Kosher Certification as a Model of Private Regulation
October 2, 2013
Frequent outbreaks of food-borne illness and an endless parade of new food labels that misrepresent processed foods high in fat and/or sugar as "natural," "fresh" and "healthy" highlight the shortcomings of government food regulation and the inadequacy of industry self-regulation. By contrast, kosher food certification by independent private firms is highly reliable, assuring compliance with religious standards of food production and preventing deceptive marketing, says Timothy D. Lytton, the Albert and Angela Farone Distinguished Professor of Law at Albany Law School.
The success of kosher food certification offers a model of independent, private certification that could improve food safety and labeling and point the way toward regulatory reform in other areas such as finance and health care.

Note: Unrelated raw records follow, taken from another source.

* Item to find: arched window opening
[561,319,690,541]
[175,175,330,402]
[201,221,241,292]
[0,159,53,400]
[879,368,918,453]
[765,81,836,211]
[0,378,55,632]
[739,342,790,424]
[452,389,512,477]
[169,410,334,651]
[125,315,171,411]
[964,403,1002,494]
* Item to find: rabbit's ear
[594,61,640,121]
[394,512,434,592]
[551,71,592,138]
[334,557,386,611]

Kosher certification highlights a number of advantages of private certification over government regulation.
- Private certification can offer greater technical expertise. Government regulators have less expertise than private certifiers in determining how the traditional laws of kosher observance apply to modern industrial food production.

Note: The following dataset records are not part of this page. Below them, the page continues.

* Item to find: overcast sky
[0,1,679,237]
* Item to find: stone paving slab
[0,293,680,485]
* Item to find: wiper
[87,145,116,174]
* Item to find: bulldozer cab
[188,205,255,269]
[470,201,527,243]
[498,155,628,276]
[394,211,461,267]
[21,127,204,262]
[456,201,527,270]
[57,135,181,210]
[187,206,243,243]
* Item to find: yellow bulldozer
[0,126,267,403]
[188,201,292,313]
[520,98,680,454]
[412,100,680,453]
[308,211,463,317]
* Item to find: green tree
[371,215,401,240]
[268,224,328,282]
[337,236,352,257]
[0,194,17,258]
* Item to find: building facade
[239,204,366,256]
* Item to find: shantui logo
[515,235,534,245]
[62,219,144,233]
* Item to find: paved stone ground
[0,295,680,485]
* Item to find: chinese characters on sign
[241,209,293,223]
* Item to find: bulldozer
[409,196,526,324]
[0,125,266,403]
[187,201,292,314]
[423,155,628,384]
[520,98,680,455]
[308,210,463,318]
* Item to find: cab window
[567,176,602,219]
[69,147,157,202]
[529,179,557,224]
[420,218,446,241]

- Private certification frequently provides better inspection and monitoring coverage of regulated entities. For government regulators, inspection and monitoring strain agency budgets.

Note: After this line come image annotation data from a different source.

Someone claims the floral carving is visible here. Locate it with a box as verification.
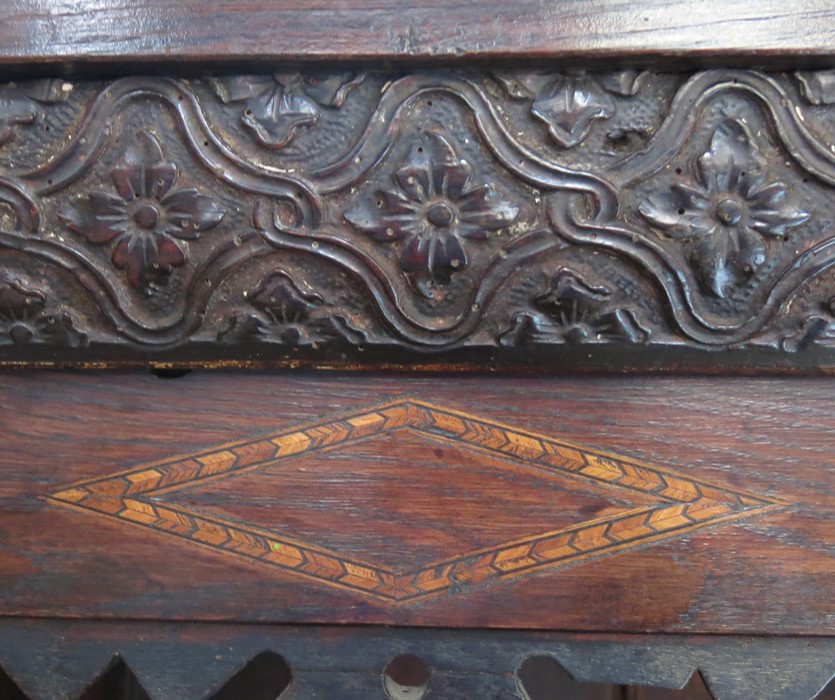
[209,72,365,149]
[500,268,649,345]
[0,279,86,347]
[59,131,223,294]
[345,133,519,296]
[494,70,646,148]
[0,80,72,146]
[219,270,365,345]
[639,121,809,298]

- Private certification is typically more proactive and prospective than government regulation. Private kosher certifiers actively seek out problems before they affect consumers and set new policies to avoid trouble later.
- Private certification can be more responsive to both regulated industries and consumers. Legislative and administrative rulemaking processes are very slow, frequently taking years to produce results.
- Private certification is often more efficient than government regulation. Competition among certifiers provides incentives for them to cut costs in order to keep their fees as low as possible while at the same time maintaining high standards in order to protect their brand value.
Reliable private certification harnesses market demand for certification without succumbing to competitive pressures to cut corners.